Institute of the Biology of Southern Seas of the National Academy of Sciences of Ukraine
Institute of the Biology of Southern Seas of the National Academy of Sciences of Ukraine (Інститут біології південних морів ім. О.О. Ковалевського НАН України; Instytut biolohii pivdennykh moriv im. O.O. Kovalevskoho NAN Ukraїny). Scientific research institute founded in 1963 in Sevastopol on the basis of the Sevastopol, Kara-Dag (Teodosiia), and (in 1964) Odesa biological stations. With its branches in Odesa and Teodosiia (the Kara-Dag branch), it consisted in 1980 of 586 employees (159 scholars) in 11 departments, 21 laboratories, and it operated 3 exploration ships (in 1976). It was the largest research institute in the field of marine biology in the USSR. It conducted and published research in marine biology and ecology, the development and protection of marine resources, marine pollution, and the economic exploitation of the marine environment. In 2000, together with Maritime Hydrophysical Institute in Sevastopol and its Odesa branch, it formed the Oceanological Center of the National Academy of Sciences of Ukraine. Its collection of hydrobionts was recognized by the Cabinet of Ministers of Ukraine as the country’s national heritage (2002). The institute’s scientists spent two winters doing research at the Vernadsky Ukrainian Antarctic station (2002–3 and 2005–6). The institute participated in the creation of many of Ukraine’s state research policies and programs, including the Conception of Ukraine’s National Maritime Policy; the Conception of the Development of Reserve Management in Ukraine until 2020; Ukraine’s State Program for the Study of the Antarctic; European Choice: Conceptual Measures for the Strategy of Socioeconomic Development of Ukraine for 2002–11; and the Complex Program of the Expeditionary Study of Seas and Inner Water Basins and Rivers of Ukraine for 2006–10. It published the journal Morskoi ekologicheskii zhurnal (since 2015 published by the Institute of Marine Biology of the National Academy of Sciences of Ukraine as Mors'kyi ekolohichnyi zhurnal, 15 vols, 2002–) and the collection of scientific works Ekologiia moria (81 vols, 1980–2010). The institute was headed by Volodymyr Vodianytsky (1963–68), Vladimir Greze (1968–77), Viktor Zaika (1977–82 and 1993–2000), Alla Morozova (1982–88), Stanislav Konovalov (1988–93), and Valerii Eremeev (2000–15).

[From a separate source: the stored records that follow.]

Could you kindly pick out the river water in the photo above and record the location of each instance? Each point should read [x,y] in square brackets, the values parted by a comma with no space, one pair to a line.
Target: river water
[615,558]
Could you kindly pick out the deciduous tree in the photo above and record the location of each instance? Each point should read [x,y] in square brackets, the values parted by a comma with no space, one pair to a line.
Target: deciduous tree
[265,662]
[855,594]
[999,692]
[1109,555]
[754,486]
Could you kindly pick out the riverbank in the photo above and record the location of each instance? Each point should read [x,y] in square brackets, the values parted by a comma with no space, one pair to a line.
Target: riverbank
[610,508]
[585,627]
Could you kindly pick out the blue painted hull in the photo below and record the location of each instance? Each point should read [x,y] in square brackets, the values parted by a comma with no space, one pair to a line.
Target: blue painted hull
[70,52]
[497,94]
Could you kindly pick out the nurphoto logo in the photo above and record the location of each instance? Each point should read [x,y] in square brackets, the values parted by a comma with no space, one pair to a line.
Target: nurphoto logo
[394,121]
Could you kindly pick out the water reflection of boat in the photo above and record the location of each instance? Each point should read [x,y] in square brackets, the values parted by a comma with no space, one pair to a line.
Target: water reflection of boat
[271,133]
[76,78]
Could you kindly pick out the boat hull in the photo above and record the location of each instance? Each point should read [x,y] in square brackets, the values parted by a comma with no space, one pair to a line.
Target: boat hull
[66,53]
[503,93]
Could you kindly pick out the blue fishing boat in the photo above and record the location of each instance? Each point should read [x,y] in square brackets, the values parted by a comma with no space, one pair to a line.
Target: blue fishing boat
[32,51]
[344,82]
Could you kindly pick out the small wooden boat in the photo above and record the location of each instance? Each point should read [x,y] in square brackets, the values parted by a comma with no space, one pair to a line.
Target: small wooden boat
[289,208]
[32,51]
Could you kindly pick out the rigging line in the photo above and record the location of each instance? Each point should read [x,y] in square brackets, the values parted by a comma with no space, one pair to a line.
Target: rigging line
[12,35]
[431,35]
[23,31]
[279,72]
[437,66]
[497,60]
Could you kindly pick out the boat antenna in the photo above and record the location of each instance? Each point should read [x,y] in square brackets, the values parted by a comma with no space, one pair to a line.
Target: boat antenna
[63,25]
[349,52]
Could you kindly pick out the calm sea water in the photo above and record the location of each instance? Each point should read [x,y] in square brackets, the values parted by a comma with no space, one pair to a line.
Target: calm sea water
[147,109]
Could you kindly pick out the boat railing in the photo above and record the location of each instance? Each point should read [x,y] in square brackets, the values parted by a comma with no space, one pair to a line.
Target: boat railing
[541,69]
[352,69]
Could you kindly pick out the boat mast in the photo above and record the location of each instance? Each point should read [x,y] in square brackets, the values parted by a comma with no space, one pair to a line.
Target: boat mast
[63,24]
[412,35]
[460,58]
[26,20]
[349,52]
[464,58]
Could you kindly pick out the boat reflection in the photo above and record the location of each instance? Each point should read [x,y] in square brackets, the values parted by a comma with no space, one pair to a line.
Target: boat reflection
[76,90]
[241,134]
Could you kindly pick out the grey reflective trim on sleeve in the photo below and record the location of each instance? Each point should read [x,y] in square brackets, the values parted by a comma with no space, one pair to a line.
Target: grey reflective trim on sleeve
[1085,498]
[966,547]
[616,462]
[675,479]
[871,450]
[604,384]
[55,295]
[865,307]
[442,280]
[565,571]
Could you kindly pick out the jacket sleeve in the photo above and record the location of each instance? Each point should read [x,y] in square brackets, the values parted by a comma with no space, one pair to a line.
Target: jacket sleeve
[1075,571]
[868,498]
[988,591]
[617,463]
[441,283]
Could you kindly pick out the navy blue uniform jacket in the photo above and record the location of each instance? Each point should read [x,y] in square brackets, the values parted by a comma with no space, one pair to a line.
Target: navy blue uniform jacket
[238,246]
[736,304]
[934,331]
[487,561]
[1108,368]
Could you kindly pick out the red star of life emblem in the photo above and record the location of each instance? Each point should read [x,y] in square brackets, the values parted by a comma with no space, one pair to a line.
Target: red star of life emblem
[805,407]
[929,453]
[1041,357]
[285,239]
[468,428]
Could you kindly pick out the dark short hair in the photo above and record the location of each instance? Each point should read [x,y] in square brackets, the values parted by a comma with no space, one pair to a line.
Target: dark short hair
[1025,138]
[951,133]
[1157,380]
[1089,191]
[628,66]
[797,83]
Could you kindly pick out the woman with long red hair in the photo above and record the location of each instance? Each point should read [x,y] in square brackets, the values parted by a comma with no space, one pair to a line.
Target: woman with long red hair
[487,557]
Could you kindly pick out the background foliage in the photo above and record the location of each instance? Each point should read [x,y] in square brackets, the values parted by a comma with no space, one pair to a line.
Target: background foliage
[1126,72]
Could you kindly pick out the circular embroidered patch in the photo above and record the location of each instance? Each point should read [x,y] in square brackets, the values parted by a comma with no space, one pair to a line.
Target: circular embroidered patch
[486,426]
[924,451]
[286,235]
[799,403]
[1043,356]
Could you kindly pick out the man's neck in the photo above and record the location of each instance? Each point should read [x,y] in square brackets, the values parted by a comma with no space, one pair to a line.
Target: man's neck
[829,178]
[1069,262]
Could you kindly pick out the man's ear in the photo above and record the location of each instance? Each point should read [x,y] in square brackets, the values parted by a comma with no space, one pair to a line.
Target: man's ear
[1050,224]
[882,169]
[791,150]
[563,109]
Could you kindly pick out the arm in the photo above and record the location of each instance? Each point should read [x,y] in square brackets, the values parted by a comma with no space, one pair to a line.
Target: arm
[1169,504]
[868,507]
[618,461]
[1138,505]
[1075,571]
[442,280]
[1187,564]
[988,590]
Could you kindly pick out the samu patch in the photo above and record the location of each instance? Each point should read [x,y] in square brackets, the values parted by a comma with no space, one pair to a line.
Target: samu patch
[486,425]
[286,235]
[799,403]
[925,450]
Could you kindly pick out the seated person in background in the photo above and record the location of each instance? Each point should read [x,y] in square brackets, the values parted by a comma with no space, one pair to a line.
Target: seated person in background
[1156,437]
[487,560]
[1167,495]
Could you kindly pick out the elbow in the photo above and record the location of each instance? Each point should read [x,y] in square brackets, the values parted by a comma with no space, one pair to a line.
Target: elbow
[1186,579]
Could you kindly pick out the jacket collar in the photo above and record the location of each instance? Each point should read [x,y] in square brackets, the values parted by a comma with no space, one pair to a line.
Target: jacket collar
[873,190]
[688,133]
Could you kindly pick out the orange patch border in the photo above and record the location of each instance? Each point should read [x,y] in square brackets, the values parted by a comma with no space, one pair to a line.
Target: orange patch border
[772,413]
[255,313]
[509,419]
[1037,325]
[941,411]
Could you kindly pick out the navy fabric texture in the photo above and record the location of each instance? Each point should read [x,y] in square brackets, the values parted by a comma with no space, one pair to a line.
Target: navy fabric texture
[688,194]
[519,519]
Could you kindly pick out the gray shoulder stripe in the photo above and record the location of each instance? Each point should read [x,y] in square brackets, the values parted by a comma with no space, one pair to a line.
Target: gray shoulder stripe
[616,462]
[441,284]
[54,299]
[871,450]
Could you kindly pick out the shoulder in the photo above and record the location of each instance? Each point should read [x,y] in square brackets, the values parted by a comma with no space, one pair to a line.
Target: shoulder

Due to the annexation of the Crimea by the Russian Federation in 2014, the National Academy of Sciences of Ukraine was no longer able to manage the institute. The Russian occupying authorities practically hijacked the institute with all its property located in the Crimea and subordinated it to the Russian Academy of Sciences. Concurrently, the old institute’s Odesa branch became an independent research institution under the name Institute of Marine Biology of the National Academy of Sciences of Ukraine (est 2014), as a legal successor to the Institute of the Biology of Southern Seas of the National Academy of Sciences of Ukraine.